I already mentioned the structural challenges: the EU must create structures that ensure international tradability – even if this means through a change in contract. Because the result of all this, after this CETA disaster, is not only that we now have anti-EU forces gaining ground in all 28 countries – which was also due to insufficient leadership within the EU – but also that we can now no longer be taken seriously. We can no longer be taken seriously by our allies such as the US and Canada – although to a lesser degree – but also by Russia. Russia doesn’t want a strong EU – maybe the Americans don’t either – but up until now the EU has been considered an economic giant, but a dwarf when it comes to the military and foreign policy. And now we are running the risk of becoming a dwarf economically as well because we aren’t a unit capable of implementing economic policy measures together.

So when it comes to economic policy you think there needs to be more growth? For example, through investment?

Yes, both in the public and the private sector. Private investments need to be encouraged through tax relief, for example through investment premiums and similar measures. Public investments can be encouraged by shifting public spending more towards future-orientated expenditures and less towards past-orientated ones. Structurally, the EU should provide conditions that ensure tradability, that is important for our relations both externally and internally.
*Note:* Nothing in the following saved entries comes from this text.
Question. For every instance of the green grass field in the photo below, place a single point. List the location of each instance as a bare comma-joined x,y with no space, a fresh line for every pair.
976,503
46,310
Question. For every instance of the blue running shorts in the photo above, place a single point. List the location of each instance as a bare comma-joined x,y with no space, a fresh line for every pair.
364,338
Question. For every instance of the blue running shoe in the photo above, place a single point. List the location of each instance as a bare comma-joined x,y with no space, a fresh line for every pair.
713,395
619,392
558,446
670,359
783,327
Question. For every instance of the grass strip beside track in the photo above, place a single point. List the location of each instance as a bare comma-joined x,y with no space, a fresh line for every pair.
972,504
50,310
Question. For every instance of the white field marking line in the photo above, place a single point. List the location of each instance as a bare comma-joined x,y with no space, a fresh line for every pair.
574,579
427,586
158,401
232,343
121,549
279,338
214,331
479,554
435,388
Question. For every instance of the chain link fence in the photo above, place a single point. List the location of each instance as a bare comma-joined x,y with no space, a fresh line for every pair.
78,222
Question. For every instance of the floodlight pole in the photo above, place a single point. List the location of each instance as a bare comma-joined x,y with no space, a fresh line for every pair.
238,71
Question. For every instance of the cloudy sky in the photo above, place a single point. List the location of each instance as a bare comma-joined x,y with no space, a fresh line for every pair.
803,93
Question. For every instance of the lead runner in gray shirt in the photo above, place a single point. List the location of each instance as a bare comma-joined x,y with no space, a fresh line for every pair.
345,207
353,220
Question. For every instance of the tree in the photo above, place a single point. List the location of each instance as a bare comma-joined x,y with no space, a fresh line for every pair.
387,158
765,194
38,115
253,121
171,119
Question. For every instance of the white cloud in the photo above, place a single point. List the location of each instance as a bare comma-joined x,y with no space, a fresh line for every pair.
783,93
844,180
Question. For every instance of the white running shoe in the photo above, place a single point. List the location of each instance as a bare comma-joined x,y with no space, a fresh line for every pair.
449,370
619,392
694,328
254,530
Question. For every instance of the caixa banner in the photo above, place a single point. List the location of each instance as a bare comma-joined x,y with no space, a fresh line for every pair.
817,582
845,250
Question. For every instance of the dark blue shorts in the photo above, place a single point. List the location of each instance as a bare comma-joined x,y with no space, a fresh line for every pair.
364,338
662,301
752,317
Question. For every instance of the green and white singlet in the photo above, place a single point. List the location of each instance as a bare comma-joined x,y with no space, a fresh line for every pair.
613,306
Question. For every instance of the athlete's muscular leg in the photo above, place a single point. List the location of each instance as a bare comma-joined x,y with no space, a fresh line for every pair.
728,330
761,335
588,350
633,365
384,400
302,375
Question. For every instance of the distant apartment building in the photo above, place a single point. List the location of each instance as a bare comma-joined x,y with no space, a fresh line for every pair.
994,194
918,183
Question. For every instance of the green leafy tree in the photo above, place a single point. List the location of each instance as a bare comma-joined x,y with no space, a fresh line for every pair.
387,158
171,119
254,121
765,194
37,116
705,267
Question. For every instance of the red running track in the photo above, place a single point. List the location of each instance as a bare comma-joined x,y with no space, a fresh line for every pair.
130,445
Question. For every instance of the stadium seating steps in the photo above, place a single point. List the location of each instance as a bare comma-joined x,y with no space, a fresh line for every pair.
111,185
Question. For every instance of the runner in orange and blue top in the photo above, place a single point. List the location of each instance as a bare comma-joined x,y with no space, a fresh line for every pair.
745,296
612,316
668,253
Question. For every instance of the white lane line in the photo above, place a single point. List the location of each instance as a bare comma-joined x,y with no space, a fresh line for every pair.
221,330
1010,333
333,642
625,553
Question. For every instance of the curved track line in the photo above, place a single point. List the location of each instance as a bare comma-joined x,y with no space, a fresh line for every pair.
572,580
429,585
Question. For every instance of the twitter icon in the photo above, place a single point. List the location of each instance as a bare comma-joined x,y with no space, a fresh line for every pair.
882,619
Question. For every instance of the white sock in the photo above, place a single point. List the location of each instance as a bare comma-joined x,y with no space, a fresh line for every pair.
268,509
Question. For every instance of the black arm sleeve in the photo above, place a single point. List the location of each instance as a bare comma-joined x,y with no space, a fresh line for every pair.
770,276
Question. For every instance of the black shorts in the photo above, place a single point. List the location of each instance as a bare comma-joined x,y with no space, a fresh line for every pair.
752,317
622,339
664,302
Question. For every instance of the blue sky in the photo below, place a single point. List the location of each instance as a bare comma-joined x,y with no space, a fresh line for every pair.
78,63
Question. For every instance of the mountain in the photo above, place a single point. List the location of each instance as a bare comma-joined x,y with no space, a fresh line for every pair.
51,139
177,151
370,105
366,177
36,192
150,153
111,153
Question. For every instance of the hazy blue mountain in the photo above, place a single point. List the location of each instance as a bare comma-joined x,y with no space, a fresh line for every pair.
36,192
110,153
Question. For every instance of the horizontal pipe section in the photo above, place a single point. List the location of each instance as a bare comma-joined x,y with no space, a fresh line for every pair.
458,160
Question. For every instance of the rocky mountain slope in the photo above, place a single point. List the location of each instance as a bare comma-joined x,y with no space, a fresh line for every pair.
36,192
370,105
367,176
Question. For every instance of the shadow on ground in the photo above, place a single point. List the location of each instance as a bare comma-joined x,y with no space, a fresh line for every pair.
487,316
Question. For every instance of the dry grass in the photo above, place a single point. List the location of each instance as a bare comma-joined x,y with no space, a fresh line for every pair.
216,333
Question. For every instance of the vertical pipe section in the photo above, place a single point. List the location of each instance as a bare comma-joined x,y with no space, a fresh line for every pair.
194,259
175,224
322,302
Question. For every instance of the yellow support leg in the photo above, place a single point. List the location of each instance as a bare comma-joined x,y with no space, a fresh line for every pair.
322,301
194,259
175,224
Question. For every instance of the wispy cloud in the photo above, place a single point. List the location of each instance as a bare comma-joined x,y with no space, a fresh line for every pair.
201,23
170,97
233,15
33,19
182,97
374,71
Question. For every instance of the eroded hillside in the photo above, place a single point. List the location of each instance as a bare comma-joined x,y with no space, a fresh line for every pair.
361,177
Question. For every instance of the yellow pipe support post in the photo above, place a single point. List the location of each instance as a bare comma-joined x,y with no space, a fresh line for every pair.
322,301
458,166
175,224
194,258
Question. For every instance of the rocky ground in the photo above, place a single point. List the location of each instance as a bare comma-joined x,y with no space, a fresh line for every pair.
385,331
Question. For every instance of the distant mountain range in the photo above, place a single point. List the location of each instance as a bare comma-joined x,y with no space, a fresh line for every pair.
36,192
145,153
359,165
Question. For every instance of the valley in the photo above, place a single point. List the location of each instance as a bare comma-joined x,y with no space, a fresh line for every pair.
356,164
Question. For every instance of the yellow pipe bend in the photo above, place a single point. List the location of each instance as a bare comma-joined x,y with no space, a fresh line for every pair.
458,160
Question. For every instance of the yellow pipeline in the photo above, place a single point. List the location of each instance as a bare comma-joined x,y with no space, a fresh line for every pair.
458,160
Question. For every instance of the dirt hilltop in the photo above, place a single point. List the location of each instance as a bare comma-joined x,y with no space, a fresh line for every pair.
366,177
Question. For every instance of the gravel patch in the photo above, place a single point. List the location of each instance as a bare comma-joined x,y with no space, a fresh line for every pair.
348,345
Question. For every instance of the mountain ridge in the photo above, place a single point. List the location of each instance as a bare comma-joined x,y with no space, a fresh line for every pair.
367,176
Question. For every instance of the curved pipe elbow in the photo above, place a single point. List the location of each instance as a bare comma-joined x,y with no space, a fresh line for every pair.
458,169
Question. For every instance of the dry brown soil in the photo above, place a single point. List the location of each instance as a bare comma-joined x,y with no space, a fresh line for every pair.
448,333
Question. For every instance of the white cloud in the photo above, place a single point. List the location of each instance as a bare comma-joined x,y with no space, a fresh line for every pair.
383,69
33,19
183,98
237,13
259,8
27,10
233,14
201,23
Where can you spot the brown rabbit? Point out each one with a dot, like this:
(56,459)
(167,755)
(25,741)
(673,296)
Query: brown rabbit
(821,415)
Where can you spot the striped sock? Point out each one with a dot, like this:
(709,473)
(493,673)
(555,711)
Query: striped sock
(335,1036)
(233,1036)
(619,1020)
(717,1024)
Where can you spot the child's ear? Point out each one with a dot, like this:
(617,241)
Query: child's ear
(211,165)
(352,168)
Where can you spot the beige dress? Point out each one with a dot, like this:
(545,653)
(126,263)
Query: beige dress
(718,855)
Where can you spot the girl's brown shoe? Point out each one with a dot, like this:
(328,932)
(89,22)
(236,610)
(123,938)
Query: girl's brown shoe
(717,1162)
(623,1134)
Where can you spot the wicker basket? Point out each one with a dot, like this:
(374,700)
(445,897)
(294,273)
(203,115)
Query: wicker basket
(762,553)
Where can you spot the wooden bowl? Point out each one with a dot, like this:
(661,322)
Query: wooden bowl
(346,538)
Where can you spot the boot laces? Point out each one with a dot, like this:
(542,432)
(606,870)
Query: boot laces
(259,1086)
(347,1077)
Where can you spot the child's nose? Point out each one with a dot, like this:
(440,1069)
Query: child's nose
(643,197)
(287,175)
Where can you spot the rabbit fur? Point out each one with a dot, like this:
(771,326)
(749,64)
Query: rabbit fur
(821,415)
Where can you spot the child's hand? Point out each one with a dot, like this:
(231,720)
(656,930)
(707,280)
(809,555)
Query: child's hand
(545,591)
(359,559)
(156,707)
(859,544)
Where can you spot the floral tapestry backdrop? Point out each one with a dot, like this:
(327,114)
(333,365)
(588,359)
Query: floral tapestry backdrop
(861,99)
Because this CETA problem has given anti-EU forces in all 28 countries an enormous boost.

Based on your experience, what can you say about the image of procurement?

Unfortunately, I get the impression that procurement within companies is often underestimated in both its importance and its weight. Despite the old saying that “every euro saved by purchasing goes towards the profit and loss account”, the possibilities for procurement are still underestimated. When strategically focusing on long-term procurement, it is important to distinguish between long-term contracts (such as a steel plant for scrap, coal or electricity) and less long-term contracts for operating supplies. But I am under the impression that the possibility of procurement as an internal profit or savings component is underestimated. Which is actually good news for Kloepfel seeing as there are still so many opportunities out there.